Votre vie n’est pas faite d’objets…

3 février 2014

– Par Sara Ghalia –

… C’est qu’explique Petri Lukkainen dans son dernier long-métrage, Tavarataivas (My Stuff). D’abord et avant tout une expérimentation personnelle, le documentaire suit une année dans la vie de Lukkainen durant laquelle il décide de se démunir de tous ses objets personnels, de les mettre dans un petit entrepôt et de n’en retirer qu’un seul par jour. « Mes objets commencèrent à définir qui je suis. » C’est le début de longs questionnements pour lui, mais aussi pour le spectateur – en l’occurrence, moi.

Quand on y pense, la majorité des objets qu’on possède n’ont pas réellement d’usage essentiel. Peut-on se passer de la neuvième ou dixième tasse quand on vit seul? Sans doute. Ce n’est pas difficile de trouver dans son entourage cette personne qui prêche l’inutilité des objets, le matérialisme de la société moderne, la surdose de consommation, etc. Mais cette personne, ce n’est pas moi. Il est presque impossible de changer des générations qui, avant même de naître, possèdent déjà des objets. Par exemple, en Finlande, pays de Lukkainen, lorsque vous attendez un enfant, l’État vous envoie une boite en carton remplie d’objets « nécessaires » à son bien-être (cinquante-sept, compte Lukkainen).

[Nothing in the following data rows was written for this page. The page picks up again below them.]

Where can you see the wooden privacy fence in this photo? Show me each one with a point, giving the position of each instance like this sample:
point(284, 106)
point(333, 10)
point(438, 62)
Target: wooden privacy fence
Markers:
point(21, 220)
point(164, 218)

Comment alors demander à n’importe qui d’abandonner ce qui n’est pas nécessaire à sa survie, du jour au lendemain?

Ce qui est plus intéressant dans cette réflexion, c’est ce qui concerne le rôle identitaire des objets. Quand ce qu’on possède devient une part de qui nous sommes, et qu’en perdant un objet, c’est une part de nous-mêmes qu’on abandonne. Cela me fait penser à ces moments de grande « détresse », lorsqu’on doit déménager – une autre ville, une autre province, un autre pays peut-être? – et qu’on a devant soi deux cartons : « À prendre » et « À jeter ». Ce moment, plusieurs d’entre nous l’ont probablement vécu. Chaque objet est associé à des souvenirs, mais surtout, à une période de notre vie. Quand on jette ses peluches d’enfant, ce n’est pas juste des objets de laine, de coton et d’autres matériaux auxquels on tourne le dos. Ironiquement, ces objets sont souvent fabriqués quelque part dans un pays du tiers-monde ; en Bangladesh, en Inde ou au Pakistan… Ils n’ont rien de très personnalisé. On peut passer la vieille montre de l’arrière-grand-père aux futures générations, ça fait « vintage » pour les jeunes. Mais y a-t-il vraiment quelque chose de notre temps qu’on pourra transmettre à nos héritiers? Personnellement, je pense que ma montre va être plus démodée qu’autre chose.